Jeff Spaleta jspaleta at gmail.com
Fri Jun 25 16:04:14 UTC 2004


On Fri, 25 Jun 2004 17:23:10 +0200, Arjan van de Ven <arjanv at redhat.com> wrote:
> 
> well.... the problem here is that a significant number of x86 class
> machines don't boot the smp kernel....

to arjan:
I'm not expecting a perfect solution, and considering the other constraints
associated with the problem at hand i think in the end having to
install smp cruft
on a uniprocessor machine, is a rather small price to pay for gains in
other areas, like distribution bloat. And I'm not really sure that
throwing in the crap thats needed to build modules into the binary
kernel package is any worse than throwing the smp kernel cruft in with
the uniprocessor cruft.  I certaintly know a lot of uni and smp
machines that never need to build a kernel module, so the logic holds
equally poorly on both counts.  I'm not sure i see any gains at all
with moving the smp kernel into the kernel package just like I'm not
sure there is any gain moving the needed bits to build modules into
the binary kernel module. I think having a kernel-devel subpackage
makes a lot of sense, especially if the goal is to treat the kernel
package similarly to other packages.
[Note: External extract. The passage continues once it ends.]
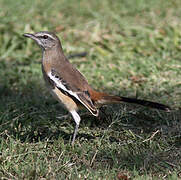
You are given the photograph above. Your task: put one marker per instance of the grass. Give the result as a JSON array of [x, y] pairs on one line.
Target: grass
[[133, 50]]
I dont need to compile modules on
most of the computers I admin, so I dont need the associated bits.

to everyone else:
Can we please continue to focus discussion on identifying and
proposing solutions for real problems associated with dropping
kernel-sourcecode.  So far I only see one real problem ( potentially
pre-existing problem that people have grown accustom to hacking around
a certain way).  And that problem is simply,

'What is the best way to build add-on modules for multiple arches of
the same binary kernel version with the goal of providing repository
access for other people to those kernel modules packages`

This is pretty much the only real issue so far discussed.  And I
personally would like
to see more discussion aimed at flushing out the technical limitations
and benefits of
creating a kernel-devel package  similar to the -devel packages for
other pieces of core.
Can everything thats needed to build modules be placed in a
kernel-devel package?
Including all the supported kernel arches? Or would there be a need to
created per arch kernel-devel packages?
Are there any show-stopping tehcnical limitations to using kernel-devel package?
Does the concept of a kernel-devel package play well with dkms?